Yesterday in Sunday School in Exodus 30 we covered the basin and the prescribed priestly washing. The teacher at the end made an application with language like this. Just as the priests were required to wash we as NT believers need an ongoing washing through the confessing of sin and turning from sin. This didn't seem right to me as it in my opinion devalues the once and for all cleansing of the church and believers through the work of Christ.The washing was for the priests to enter the presence of YHVH, the believer is now in His presence as the Spirit indwells. This I suggested so to him, he did not agree. I am teaching next week and wrapping up this large section on the construction and cultic prescriptions of the priests and would like to conclude that it all points to Christ and that His work has fulfilled and done away with it all as it pertains to the church. Any thoughts or expansion would be appreciated. Thank you in advance.


----------



## Classical Presbyterian (Feb 9, 2009)

Being once forgiven for all of our sins by Christ's work on Calvary does not do away with the need for ongoing repentance, right? It is a part of our sanctification that we daily grow in our knowledge of our sinfulness and God's redeeming grace.

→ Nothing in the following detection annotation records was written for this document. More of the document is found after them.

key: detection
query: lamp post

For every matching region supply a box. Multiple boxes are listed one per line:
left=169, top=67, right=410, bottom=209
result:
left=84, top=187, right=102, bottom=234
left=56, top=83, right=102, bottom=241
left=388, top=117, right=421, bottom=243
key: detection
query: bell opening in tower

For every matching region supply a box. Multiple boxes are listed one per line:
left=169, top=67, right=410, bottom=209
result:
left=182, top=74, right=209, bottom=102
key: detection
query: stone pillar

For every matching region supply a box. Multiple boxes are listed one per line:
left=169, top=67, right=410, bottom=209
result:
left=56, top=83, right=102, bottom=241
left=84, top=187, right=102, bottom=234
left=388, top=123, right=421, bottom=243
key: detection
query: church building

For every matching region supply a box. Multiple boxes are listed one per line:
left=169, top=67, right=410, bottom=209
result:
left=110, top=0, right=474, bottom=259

We likewise must be careful not to imply that our ongoing confessions are somehow a continual cycle of pollution and cleansing, as you know. Chapter 15 of Westminster, On Repentance Unto Life might be a helpful read.

I think of the priestly washings as a foreshadowing of how the death of Christ gives us the full washing, yet reminds us of the daily need to remember that fact. In that way, our confession before God is a reclaiming of what is already accomplished by the work of Christ.


----------